Long-range nuclear-powered submarines, missile systems based on foreign command structures, and deeper integration with US forces all mean one thing: in the event of a Taiwan crisis or broader US-China conflict, Australia will be a launchpad—not a neutral actor.
Former Defence Secretary Dennis Richardson’s admission Australia would be involved in a war over Taiwan confirms what many have long warned: AUKUS isn’t about deterrence it’s about automatic entanglement.
It isn’t in Australia’s national interest. It’s a reckless gamble driven by a desire to appease Washington.
While Australia obsess over war games with China, it’s true strategic blind spot is right on its doorstep: Southeast Asia and the Pacific. These are the countries that matter most to Australia’s long-term security—and yet Marles and the defence establishment are distracted by submarine timelines and hypothetical missile strikes.
By focusing on high-end warfare with a distant superpower, Australia is ignoring the real drivers of instability in the region: climate change, economic inequality, disinformation, and political volatility. Investing in diplomacy, development, and climate resilience across the Pacific would do far more to secure Australia’s future than any number of Virginia-class submarines.
The invocation of the 1930s and comparisons to Hitler’s rise are lazy and misleading. China isn’t Nazi Germany and it’s not 1939. Using fear to justify ballooning defence budgets is a tactic as old as the military-industrial complex itself.
Historians like Geoffrey Blainey might warn of complacency, but they often overlook how war was also precipitated by excessive militarisation and alliance entrapments. Australia must learn lessons from the past - blindly following major powers into conflict can be just as dangerous as being unprepared.

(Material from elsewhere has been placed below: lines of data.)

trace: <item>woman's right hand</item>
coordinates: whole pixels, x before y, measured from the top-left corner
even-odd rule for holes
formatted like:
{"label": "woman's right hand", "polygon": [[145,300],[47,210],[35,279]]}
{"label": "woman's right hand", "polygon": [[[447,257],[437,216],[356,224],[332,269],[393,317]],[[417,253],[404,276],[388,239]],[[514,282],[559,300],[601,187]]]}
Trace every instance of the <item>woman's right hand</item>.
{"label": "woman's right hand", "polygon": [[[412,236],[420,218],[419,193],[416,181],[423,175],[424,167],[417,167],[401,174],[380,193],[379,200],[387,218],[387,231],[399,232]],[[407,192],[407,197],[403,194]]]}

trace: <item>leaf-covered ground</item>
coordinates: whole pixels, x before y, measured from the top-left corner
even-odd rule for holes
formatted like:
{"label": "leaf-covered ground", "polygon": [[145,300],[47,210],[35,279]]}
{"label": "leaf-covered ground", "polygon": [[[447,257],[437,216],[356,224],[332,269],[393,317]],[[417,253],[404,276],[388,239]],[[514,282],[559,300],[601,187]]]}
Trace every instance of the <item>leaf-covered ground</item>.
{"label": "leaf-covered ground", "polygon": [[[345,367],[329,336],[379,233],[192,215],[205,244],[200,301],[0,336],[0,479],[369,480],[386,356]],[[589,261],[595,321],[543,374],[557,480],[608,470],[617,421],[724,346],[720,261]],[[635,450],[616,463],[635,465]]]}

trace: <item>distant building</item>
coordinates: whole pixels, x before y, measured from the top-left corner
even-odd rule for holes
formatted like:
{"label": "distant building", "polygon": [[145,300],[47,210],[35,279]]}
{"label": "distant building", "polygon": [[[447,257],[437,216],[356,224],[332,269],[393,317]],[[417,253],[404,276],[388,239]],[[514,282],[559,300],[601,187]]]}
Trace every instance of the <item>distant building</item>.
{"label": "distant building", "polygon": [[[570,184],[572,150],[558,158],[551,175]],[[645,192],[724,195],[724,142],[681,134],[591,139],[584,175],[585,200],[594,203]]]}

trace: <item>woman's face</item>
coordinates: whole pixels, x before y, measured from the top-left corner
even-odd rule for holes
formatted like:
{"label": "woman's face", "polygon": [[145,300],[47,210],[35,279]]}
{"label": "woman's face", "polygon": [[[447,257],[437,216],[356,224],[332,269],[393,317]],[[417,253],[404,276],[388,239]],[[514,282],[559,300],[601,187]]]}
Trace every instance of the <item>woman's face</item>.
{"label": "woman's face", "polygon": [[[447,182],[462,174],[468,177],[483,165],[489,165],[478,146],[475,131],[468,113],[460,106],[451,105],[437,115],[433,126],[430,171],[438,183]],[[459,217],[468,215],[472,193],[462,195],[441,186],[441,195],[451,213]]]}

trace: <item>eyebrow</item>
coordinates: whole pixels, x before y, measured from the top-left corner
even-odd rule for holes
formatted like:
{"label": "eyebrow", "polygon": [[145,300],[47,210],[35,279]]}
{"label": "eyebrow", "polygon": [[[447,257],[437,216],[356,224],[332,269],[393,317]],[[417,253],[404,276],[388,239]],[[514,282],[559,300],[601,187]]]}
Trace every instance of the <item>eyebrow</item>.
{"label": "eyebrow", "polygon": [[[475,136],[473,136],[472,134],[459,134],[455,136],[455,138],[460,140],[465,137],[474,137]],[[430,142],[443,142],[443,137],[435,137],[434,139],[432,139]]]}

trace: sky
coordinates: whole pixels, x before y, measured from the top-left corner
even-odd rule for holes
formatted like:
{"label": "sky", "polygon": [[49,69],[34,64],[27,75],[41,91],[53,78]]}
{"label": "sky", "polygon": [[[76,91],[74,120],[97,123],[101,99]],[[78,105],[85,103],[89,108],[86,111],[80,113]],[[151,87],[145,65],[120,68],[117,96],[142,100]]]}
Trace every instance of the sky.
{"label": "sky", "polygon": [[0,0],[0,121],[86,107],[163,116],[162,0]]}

Marles’ speech and the “Defending Australia” summit was a political performance designed to justify historically high defence spending. But the costs are real.

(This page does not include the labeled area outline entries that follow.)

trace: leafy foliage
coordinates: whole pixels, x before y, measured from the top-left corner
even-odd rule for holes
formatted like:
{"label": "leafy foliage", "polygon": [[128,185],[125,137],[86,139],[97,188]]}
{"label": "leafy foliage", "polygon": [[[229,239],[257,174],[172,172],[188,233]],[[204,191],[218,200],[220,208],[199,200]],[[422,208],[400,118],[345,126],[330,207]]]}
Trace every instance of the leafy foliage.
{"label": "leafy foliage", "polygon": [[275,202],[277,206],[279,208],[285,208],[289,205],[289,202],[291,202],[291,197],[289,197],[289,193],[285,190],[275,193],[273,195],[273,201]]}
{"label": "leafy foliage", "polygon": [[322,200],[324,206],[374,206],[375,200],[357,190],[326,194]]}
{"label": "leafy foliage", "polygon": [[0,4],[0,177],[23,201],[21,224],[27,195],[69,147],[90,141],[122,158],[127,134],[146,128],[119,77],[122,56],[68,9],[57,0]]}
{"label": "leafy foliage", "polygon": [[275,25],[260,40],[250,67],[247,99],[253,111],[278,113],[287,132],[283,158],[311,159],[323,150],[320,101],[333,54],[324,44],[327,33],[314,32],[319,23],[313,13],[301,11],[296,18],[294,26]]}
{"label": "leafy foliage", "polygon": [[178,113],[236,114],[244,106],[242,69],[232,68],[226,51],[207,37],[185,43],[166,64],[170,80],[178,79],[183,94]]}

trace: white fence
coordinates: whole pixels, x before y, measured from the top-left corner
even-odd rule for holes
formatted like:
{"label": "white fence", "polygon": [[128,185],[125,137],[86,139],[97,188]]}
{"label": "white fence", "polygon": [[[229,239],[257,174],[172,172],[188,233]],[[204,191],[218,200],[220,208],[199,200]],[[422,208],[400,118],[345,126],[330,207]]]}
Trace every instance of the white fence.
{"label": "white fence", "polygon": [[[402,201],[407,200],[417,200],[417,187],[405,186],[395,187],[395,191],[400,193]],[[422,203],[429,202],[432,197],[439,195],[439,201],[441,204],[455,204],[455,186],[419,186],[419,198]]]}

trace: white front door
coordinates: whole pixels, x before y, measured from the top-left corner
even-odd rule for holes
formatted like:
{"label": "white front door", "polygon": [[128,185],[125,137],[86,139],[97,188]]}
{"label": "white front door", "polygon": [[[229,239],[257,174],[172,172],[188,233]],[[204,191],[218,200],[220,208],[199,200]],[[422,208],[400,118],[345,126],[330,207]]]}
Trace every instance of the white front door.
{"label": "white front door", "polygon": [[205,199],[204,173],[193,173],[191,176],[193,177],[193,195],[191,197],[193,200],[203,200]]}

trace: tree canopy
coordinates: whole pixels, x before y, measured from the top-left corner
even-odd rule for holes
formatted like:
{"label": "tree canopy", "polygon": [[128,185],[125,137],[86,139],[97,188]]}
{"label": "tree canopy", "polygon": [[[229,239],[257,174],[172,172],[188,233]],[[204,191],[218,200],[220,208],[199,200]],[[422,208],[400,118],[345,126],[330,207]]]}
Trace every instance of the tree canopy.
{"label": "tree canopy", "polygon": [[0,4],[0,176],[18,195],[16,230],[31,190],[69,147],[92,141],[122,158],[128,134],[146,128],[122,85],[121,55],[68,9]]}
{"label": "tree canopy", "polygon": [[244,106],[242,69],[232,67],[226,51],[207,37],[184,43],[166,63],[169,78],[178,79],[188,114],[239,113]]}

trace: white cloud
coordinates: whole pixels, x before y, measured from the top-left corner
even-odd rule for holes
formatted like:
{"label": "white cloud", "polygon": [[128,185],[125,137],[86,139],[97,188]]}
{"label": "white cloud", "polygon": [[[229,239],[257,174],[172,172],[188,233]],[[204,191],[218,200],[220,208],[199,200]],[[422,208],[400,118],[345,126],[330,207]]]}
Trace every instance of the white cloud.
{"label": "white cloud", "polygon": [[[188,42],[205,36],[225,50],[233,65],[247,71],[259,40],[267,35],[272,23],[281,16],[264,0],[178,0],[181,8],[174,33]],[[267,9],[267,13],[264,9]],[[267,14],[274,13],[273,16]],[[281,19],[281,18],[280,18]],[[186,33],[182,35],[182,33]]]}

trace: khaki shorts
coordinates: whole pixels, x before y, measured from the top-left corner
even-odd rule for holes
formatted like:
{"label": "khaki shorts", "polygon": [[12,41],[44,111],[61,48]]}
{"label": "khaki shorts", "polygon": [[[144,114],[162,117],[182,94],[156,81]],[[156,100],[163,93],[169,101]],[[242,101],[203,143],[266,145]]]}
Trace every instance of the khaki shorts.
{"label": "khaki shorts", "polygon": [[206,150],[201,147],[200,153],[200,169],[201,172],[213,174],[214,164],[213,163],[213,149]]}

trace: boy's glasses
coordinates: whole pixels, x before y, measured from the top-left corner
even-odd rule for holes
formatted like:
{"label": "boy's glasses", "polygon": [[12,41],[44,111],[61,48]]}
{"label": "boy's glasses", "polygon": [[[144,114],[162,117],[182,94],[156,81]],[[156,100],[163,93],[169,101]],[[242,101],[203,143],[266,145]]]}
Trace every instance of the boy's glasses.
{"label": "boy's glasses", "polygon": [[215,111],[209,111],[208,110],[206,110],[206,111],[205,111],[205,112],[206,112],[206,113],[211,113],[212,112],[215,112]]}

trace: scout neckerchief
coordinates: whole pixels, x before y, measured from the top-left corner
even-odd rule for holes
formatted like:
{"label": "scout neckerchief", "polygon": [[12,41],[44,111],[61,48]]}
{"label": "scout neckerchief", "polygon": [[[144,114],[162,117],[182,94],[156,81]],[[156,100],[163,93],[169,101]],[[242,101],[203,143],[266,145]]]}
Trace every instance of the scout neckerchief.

Every dollar spent on preparing for a war that may never come is a dollar not spent on schools, hospitals, housing, or climate resilience, housing or the homeless. As Australia faces a decade of budget deficits and domestic social needs unmet, funelling billions into defence projects with 20-year delivery timelines isn’t just bad policy—it’s an abdication of moral responsibility.
So, what’s the strategic payoff? To buy a false sense of security while making Australia a frontline target in someone else’s war?
Australians deserves more than fear and fatalism. They need a mature national conversation about security—one that includes diplomacy, independence, and restraint - questioning whether military integration with the US actually makes Australia safer – and the US continues to demonstrate it’s untrustworthy.
The hysteria over China’s rise is a distraction from the real work of securing Australia’s future. Australians don’t need more subs – they need greater vision.
I had to force myself to read your post George, because as soon as I see the name 'Marles' I can feel my BP rising. Pathetic, embarrassing and absolutely way way out of his depth.
"AUKUS isn't about deterrence, its about automatic entanglement." EXACTLY!
''What Marles and Canberra’s defence establishment won’t admit is Australia’s security posture is increasingly being shaped not by independent strategic calculation, but by American geostrategic interests. AUKUS, sold as a deterrent, binds Australia to US military planning in ways that compromise our sovereignty.
Long-range nuclear-powered submarines, missile systems based on foreign command structures, and deeper integration with US forces all mean one thing: in the event of a Taiwan crisis or broader US-China conflict, Australia will be a launchpad—not a neutral actor.''
How much more evidence is required to see that Australia is a US vassal state?